Friday, February 16, 2007

Under the hood of J2EE Clustering

A very nice article about Clustering in J2EE server. Worth a read.

Click here to read.

Saturday, September 16, 2006

Stored Procedure, use or not?

Today I found a discussion about using Stored Procedure for all database call in a software application in here.
The debate have been continued for about 2 years. This is one of the typical software design question that have no absolute yes or no answer. When dealing with this kind of question, developers usually analyze the question in terms of pros and cons, but if we go back and consider the non-function requirement first. It will be easier for us to figure out which solution is better in all situations.
First we consolidate all non-function requirement here, definitely most of them can be achieve with or without using stored procedure, but usually for certain requirement, one solution is better than another. So after we build the full list, we'll have a rule set that can help us to determine we should or should not use stored procedure in our own scenario.

Performance
Usually this is the strongest reason for using stored procedure. Without doubt SP can make database operation faster. However it is also a typical remedy to poorly written queries and poorly designed schema. If you believe in the good old 80-20 rule, doing all DB operation in SP is a waste of development effort. With modern profiling tools it is easy to separate slow queries from others. So you just need to tune those queries that really matters. Or wrap them up in SP. On this point, I think a mixed approach is more suitable.
Database Portability
Stored procedures are never portable, but such portability is not always required. Many enterprise use one single RDBMS product and never change. Usually, under two scenario this requirement is necessary:
1. You application is a product and your end-users can use it on top of different DB
2. plan to use a different DB with your application in the future.
Security
This is usually necessary if you have more than one applications accessing the same DB, so you may just grant certain application to access SP that it really needs, and hiding the entire schema. However, that means you are using the DB as a point of application integration. It may be the only way before we have other application integration technology like MQ or web service. If you have only one application accessing one DB, and doing the integration outside DB. Why you need SP for security?
Service Interface
SP can be treat as interface of service for your application, but now web service is a better way to do so.
Unit Testing
No matter you use SP, or data access layer with plain SQL, you have lots of ways to do unit test. So no difference.
SP as business logic layer
PL/SQL and T/SQL is not a good language to implement complicated business, better do it in business service layer.
SP as a layer to maintain data integrity
SP may be a more nature place for maintaining data integrity. Though there is no big different if you do it in the data access layer.
Stop the ripple effect of DB change
Both SP and data access layer can do the same job.
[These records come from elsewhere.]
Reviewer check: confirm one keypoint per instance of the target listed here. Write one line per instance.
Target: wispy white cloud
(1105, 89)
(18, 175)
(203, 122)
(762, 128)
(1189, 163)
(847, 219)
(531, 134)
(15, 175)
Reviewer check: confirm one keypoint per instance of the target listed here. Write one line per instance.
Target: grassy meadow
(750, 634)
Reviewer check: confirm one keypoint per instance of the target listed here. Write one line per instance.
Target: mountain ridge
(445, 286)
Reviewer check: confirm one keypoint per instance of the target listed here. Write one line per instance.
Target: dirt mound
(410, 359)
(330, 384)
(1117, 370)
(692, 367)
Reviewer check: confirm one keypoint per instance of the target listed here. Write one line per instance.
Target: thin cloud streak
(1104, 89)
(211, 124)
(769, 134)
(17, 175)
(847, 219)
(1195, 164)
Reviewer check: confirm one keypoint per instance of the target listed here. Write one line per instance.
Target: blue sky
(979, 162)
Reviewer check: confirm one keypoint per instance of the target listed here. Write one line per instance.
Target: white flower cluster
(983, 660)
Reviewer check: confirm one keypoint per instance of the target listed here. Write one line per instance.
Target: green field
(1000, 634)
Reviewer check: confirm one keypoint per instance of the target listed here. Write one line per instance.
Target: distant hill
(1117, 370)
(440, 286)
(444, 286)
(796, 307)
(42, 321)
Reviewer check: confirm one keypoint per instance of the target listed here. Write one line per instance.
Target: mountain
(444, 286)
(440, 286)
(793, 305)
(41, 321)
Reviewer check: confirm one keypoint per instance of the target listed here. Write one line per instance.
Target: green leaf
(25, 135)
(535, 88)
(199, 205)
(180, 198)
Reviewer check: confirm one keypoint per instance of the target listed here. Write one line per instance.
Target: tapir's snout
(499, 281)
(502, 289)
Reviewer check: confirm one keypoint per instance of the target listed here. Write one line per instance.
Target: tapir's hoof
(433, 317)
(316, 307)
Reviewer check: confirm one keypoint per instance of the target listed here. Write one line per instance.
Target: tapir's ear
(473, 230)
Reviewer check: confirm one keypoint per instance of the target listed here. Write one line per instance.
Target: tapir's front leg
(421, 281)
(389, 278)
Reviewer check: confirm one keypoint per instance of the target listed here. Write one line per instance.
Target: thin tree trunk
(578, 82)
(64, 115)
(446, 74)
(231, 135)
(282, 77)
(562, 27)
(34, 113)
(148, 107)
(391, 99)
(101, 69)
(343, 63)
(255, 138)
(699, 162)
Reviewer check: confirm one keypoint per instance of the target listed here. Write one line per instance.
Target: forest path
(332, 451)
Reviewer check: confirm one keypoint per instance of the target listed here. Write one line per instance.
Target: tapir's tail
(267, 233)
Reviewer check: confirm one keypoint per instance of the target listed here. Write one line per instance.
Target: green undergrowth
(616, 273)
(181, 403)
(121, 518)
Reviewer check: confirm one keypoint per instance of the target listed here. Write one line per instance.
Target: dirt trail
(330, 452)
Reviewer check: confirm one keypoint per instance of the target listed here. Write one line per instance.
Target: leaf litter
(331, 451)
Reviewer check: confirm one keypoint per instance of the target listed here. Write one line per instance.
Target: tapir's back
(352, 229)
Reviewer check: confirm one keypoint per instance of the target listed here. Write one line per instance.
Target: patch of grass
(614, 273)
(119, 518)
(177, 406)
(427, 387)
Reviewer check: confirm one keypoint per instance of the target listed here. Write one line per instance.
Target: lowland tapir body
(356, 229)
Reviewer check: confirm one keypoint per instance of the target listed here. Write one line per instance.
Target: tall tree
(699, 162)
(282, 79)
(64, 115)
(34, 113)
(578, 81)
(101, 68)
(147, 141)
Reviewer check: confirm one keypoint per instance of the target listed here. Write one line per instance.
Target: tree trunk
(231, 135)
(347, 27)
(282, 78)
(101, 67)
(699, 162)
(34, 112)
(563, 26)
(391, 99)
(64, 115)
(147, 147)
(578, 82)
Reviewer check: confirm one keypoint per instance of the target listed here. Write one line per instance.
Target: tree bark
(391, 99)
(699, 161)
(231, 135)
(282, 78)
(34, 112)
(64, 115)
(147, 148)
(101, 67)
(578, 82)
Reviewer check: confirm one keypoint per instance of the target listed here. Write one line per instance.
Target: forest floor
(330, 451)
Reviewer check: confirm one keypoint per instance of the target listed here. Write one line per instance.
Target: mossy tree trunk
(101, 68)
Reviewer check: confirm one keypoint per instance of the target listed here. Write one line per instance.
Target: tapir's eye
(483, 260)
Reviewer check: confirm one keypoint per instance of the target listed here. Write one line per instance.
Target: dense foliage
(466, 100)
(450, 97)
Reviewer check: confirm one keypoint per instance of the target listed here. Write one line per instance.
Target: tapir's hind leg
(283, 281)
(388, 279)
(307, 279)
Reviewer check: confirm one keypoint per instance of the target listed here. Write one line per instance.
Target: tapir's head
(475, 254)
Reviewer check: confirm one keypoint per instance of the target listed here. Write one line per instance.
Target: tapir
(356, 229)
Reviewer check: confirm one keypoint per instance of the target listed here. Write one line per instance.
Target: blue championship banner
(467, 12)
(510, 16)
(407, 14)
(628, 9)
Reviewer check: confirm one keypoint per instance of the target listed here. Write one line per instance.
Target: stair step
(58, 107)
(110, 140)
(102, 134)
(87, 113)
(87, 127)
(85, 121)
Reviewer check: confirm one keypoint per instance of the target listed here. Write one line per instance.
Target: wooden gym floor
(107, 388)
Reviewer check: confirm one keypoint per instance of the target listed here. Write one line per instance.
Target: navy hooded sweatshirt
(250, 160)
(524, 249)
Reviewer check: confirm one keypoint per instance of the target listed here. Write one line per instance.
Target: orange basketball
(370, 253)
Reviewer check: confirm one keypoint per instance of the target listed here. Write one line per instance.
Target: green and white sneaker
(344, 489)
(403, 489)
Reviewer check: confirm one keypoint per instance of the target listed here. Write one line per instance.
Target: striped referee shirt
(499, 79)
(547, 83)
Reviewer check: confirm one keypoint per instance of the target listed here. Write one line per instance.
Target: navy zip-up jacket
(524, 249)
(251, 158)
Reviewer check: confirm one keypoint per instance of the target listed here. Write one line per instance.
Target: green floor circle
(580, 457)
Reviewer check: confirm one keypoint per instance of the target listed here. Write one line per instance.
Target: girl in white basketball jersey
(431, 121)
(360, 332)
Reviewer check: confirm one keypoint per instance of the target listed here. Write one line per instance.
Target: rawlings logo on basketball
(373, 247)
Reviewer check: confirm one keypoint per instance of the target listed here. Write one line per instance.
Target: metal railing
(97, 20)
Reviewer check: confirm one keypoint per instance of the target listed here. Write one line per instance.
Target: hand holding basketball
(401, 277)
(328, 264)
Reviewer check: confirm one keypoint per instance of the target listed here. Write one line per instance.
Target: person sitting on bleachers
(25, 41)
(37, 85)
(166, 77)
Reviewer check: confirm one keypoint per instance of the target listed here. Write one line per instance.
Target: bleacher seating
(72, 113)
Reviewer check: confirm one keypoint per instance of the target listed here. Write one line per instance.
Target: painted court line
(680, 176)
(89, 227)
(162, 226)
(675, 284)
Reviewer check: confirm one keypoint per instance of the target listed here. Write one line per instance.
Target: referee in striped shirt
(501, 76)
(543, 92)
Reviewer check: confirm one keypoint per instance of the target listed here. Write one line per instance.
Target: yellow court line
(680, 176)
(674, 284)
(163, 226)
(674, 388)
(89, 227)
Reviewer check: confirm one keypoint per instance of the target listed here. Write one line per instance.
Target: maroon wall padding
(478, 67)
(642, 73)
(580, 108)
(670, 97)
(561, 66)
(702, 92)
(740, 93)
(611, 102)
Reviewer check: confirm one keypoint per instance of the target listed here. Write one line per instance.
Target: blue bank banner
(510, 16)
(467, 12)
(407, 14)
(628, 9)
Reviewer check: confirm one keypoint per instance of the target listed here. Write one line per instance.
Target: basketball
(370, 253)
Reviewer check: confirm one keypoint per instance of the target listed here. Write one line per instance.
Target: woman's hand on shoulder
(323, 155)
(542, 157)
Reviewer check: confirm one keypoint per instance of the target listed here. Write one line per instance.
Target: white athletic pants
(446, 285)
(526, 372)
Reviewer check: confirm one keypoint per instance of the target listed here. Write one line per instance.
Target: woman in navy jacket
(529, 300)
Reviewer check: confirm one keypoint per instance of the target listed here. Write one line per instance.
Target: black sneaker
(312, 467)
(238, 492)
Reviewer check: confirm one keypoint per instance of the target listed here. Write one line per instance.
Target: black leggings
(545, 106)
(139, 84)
Finally I want to point out another down side for accessing to DB with SP only. Such practice will easily direct developers to produce a too database centric design. And put too much loading to the DB server. As a matter of fact DB usually is a component that is most difficult to scale up. In contrast, the mid-tier can be scale up easily with modern load balance technology. No matter we use SP or not, we can do some trick like cache to reduce the number of DB access. That can also enhance the performance.